How to Really Organize and Optimize Your Sales Territories

By Selling Power Editors

Experts tell us that simply getting your sales territories into better alignment can boost revenues with relatively little cost investment. In fact, a few years ago, global business-consulting firm ZS Associates evaluated 4,800 sales territories at 18 large sales forces in four industries in the United States and Canada. ZS researchers concluded that

  • Of those territories, 25 percent had too much work for a salesperson to handle effectively.
    Another 31 percent had too little work to keep a rep fully busy.
  • In other words, more than half of those nearly 5,000 territories had a misaligned workload. ZS further determined that balancing those territories would add 2 to 7 percent to the organizations’ revenues each year.

Here’s how it happens. In a territory with too much work, a sales rep calls on accounts he or she’s comfortable with and ignores more challenging but potentially more profitable accounts. Conversely, a rep with too little work will focus too much on customers with low potential.

The Value of Automated Territory Management Systems

This is exactly why many teams are opting to replace their Excel-spreadsheet-and-gut-feel method of territory management with an automated territory-management system. Take it from the folks at CommVault Systems Inc., where territory alignment was always a months-long process fraught with headaches and guesswork.

“When we hired or terminated sales reps, it was always a struggle to figure out if we should realign territories and accounts,” says Kevin Taylor, director of sales operations at CommVault, an Oceanport, New Jersey-based data- and information-management company. At the same time, he adds, the company was struggling with assigning quotas each year, its reps’ core strengths weren’t being fully leveraged, and salespeople were spending more time traveling – and thus less time with customers – than CommVault thought they should be.

Taylor turned to the sales territory management experts at TerrAlign. Within a week, TerrAlign’s software laid out territories that balanced geography with account potential and type, matching them to each rep’s natural selling strengths. Though some reps complained about losing this or that account, Taylor says he had the data to show those reps exactly why each change was warranted. Before, they’d simply argue it out.

“TerrAlign gives us the science behind the gut instinct,” says Taylor, who expects to see an increase in productivity, a reduction in travel time, and a better match between a rep’s skill sets and accounts as a result of automating territory management.

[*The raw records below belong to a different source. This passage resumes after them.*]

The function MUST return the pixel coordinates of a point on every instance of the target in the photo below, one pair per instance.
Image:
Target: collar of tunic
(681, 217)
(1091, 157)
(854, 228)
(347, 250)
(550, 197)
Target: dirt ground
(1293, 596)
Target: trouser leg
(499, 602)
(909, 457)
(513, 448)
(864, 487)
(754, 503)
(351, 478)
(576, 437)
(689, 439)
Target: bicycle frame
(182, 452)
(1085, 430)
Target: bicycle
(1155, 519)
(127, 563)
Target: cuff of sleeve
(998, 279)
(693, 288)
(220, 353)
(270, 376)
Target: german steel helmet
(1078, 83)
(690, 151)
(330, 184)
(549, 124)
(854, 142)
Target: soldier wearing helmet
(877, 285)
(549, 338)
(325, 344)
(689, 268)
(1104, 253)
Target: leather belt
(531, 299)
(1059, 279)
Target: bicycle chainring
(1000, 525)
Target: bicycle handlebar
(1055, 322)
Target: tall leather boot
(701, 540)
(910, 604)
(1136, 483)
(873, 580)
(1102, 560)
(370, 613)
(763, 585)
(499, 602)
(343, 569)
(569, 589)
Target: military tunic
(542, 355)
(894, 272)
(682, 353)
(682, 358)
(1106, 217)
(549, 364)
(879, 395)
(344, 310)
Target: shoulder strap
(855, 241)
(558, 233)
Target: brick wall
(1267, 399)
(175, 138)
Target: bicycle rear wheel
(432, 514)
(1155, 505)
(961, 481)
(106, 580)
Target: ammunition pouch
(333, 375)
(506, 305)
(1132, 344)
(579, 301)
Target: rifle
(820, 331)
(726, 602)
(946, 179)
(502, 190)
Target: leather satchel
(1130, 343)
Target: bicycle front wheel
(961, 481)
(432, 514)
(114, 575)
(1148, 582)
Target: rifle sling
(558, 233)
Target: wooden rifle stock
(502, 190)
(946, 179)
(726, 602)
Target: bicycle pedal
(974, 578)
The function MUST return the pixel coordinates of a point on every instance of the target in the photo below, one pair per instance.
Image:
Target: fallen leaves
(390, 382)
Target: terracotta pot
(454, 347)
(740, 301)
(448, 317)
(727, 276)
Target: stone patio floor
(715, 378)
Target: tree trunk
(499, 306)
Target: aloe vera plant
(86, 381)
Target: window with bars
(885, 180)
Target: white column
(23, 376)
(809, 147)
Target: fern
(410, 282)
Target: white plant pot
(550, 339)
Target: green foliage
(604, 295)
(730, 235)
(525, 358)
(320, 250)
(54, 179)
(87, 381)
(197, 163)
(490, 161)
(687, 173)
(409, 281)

In fact, it’s safe to say that, if you aren’t using technology to manage your territories, you’re putting yourself at a competitive disadvantage. Territory-management systems not only do the obvious – help you create optimal territories based on workload, geography, and opportunity – but they also do it quickly, enabling sales organizations that use these systems to turn on a dime when there’s a change in their sales teams, product line, or the market as a whole.

Turning Territory Alignment into a Competitive Advantage

Cordis Corporation, a global provider of interventional medical devices, leveraged technology to shift territory alignment from a massive, once-a-year undertaking to an as-needed competitive advantage. In the past, sales leaders at Cordis would sit down every October and start looking at whether they were going to add any expansion territories or collapse any territories, recalls Tracy Lynn Horvath, manager of sales planning and operations at Cordis. From there, she says, they would move into forecasting and finalizing compensation for the following year.

For example, when a territory is newly vacant, Cordis can use what-if scenarios to quickly evaluate whether the company should hire a new field rep, redistribute the territory, or have neighboring reps absorb it. When its market position is threatened, Cordis can address such issues as the size of its sales force compared to competitors’ in a certain area. Where do competitors have a presence that Cordis doesn’t?

“We can constantly ensure that we have the coverage to fairly compete,” says Horvath, who estimates it would take months to make these decisions manually. “When you’ve got several thousand customers spread across the United States, that’s hard to see on a spreadsheet,” she explains.

With stories like these, it’s easy to see how territory management systems are rapidly becoming must-have technology in the sales profession. Without it, it’s too easy to create territories that overload rep Y and underload rep Z and give you all the headaches in morale, turnover, and results that go along with them. And, as most sales managers are painfully aware, too many territories are already being run in that way.